Henry Thomas Harrison's Espionage Prompts Battle of Gettysburg

Career as a Confederate spy In November 1861, Harrison was discharged from the Militia and eventually became a spy for CSA Secretary of War, James Seddon.

In April 1863, Harrison met James Longstreet during the Battle of Suffolk. From that point on, Harrison provided information for Longstreet, which usually proved to be reliable. Also, to maintain the loyalty of his prized spy, Longstreet frequently paid Harrison in U.S. gold coins and/or greenbacks.

On the night of June 28, 1863, Harrison came to General Robert E. Lee with information about the Union positions. Lee had never heard of Harrison before, yet he came compliments of Longstreet, who had known Harrison since the beginning of that year. In addition, Longstreet's chief of staff, Moxley Sorrel, said that Harrison "always brought true information." In the end, Harrison's information was plausible enough for Lee to halt his entire army. Harrison reported that the Union had left Frederick, Maryland, and was moving northward, which was true. As a result of Harrison's information, Lee told all of his troops to converge on a small Pennsylvania town, Gettysburg, effectively selecting the site of the Battle of Gettysburg. Lee even said after hearing the news from Harrison, "A battle thus became, in a measure, unavoidable."

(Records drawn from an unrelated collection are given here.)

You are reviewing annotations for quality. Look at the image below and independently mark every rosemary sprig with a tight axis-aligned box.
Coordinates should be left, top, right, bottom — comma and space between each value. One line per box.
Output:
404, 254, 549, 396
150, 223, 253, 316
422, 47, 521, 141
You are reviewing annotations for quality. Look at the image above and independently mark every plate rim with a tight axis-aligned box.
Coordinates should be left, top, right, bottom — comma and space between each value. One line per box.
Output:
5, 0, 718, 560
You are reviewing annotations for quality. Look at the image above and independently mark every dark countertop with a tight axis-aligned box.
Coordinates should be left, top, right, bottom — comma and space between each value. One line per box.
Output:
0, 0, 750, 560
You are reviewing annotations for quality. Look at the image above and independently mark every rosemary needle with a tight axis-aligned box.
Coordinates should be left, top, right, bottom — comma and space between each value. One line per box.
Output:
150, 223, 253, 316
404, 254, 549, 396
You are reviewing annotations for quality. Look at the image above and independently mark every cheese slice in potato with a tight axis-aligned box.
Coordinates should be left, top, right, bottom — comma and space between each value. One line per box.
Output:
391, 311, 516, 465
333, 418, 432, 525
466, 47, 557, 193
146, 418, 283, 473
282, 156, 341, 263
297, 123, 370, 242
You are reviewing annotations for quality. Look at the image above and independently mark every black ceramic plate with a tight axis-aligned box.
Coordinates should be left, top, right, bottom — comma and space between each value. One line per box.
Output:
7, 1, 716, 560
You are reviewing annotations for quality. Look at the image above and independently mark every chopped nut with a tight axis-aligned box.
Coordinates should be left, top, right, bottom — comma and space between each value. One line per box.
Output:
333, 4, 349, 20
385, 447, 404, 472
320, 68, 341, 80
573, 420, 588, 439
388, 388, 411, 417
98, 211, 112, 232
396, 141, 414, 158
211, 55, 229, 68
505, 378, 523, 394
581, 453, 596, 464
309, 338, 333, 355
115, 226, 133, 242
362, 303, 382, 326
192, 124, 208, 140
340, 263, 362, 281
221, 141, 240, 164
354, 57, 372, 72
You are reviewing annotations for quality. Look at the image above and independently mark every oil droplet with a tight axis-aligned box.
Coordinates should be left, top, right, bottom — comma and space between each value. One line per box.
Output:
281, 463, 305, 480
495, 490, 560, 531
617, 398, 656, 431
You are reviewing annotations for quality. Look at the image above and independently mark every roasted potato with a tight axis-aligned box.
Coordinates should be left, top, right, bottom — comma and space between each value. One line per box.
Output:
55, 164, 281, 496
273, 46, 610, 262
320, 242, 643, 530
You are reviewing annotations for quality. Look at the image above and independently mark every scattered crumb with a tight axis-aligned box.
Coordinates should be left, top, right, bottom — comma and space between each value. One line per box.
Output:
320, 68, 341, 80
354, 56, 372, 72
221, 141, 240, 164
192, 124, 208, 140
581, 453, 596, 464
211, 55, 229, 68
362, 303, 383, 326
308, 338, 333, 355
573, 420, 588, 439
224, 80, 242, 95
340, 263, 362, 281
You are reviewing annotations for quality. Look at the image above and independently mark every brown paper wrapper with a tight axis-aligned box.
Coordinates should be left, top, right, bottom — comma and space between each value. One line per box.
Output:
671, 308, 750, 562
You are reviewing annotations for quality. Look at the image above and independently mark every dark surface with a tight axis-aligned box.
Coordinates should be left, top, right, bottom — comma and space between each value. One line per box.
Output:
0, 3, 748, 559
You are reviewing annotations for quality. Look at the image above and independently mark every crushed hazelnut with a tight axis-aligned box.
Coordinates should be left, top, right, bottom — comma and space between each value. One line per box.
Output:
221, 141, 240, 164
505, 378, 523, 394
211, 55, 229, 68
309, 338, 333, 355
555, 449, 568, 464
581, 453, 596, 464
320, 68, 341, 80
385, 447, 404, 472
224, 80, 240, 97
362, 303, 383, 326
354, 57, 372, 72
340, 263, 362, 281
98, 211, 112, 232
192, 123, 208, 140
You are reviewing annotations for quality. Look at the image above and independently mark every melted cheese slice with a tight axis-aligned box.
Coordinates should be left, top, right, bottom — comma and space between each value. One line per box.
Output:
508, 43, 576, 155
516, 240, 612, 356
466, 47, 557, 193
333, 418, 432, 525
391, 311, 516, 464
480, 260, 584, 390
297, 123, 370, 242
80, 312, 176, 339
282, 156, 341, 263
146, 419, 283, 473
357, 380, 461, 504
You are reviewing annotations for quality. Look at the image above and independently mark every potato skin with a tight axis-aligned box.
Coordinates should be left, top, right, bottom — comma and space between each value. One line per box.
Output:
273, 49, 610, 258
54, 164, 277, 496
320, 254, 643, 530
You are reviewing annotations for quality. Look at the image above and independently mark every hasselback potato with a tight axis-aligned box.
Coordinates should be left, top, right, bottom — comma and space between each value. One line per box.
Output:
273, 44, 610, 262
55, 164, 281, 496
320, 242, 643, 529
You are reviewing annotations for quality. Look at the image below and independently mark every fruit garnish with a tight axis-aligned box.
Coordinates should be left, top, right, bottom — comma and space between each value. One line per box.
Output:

After Gettysburg, Harrison operated mostly in the North, gathering intelligence while living in New York with his newly wed wife, Laura Broders, yet none of his future intelligence ever matched the importance of his discovery in the days before the Battle of Gettysburg.

Henry Thomas Harrison, a Confederate spy, supplied Generals Longstreet and Lee with details about the advancing Union army. Based solely on that information, Lee ordered his dispersed army to move immediately towards a small crossroads town in south-central Pennsylvania. Thus was the beginning of the historic three-day battle known as Gettysburg.

We can only imagine what might have happened if Harrison had failed in his mission but it is a fact that he did change the course of history.

A battle thus became, in a measure, unavoidable.”